The CSS technique was also applied to the Alpha VOC, which was first isolated in the UK. The first subtype has a significantly greater temporal trajectory in comparison to the other two identified. These Alpha subtypes were observed in various other regions and followed a similar temporal pattern.
The authors termed the hallmark SNVs of Alpha subtype 01 transmission enhancers because they improved the variant's transmission. Some of these enhancers were found in Alpha subtypes 02 and 03, but they also gained a set of suppressors that seemed to inhibit the temporal trajectory from rising.
In the absence of the transmission enhancers, the fraction of strains belonging to the first subtype was drastically reduced. This finding implies that the enhancers collaborate. The authors failed to locate adequate samples or a sufficient set of suppressors for the Delta subtypes, either. As a result, it's unclear whether the transmission suppressor works alone or in tandem to lower temporal trajectories.
The authors used the same subtyping procedure on the Omicron VOC, but with a considerably larger sample size. The first and second subtypes have a significantly longer temporal trajectory than the third subtype. The temporal trajectory profiles of these Omicron subtypes were consistent. The distinctive SNVs were termed Omicron-01 and Omicron-02 as transmission enhancers since they improved the variant's transmission. Some of these enhancers were found in Omicron-03, but more crucially, they gained a collection of suppressors that seemed to prevent the temporal trajectory from rising.
In the absence of the transmission enhancers, the number of strains belonging to the first two subtypes dropped considerably. This finding implies that the enhancers work in collaboration. There were insufficient samples or evidence of the presence of a partial collection of suppressors, as observed with Alpha and Delta. As a result, it's unclear if the transmission suppressor works alone or in tandem to lower temporal trajectories. However, since the initial occurrence in November 2021, the four suppressor SNVs have emerged together.

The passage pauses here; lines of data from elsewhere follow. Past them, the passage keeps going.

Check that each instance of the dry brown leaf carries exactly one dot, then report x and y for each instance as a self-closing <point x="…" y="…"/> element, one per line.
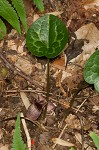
<point x="59" y="63"/>
<point x="73" y="122"/>
<point x="24" y="65"/>
<point x="62" y="142"/>
<point x="90" y="34"/>
<point x="25" y="100"/>
<point x="79" y="139"/>
<point x="89" y="4"/>
<point x="4" y="147"/>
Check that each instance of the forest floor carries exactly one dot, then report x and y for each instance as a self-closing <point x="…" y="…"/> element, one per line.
<point x="23" y="77"/>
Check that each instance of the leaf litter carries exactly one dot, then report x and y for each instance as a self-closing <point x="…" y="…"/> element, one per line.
<point x="65" y="81"/>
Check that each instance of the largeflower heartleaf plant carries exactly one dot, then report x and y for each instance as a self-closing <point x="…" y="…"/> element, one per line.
<point x="91" y="70"/>
<point x="47" y="37"/>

Since SARS-CoV-2 has been continuously evolving, there is an unfulfilled need to monitor the temporal variations of viral subtypes, define their characteristic SNVs, and improve the understanding and management of the current pandemic.
When the volume of genomes rises above one million, the analysis becomes difficult. The results from this study show that allelic association is a signature for the emergence and development of a subtype, and hence can be used to identify a strain subtype.
bioRxiv publishes preliminary scientific reports that are not peer-reviewed and, therefore, should not be regarded as conclusive, guide clinical practice/health-related behavior, or treated as established information.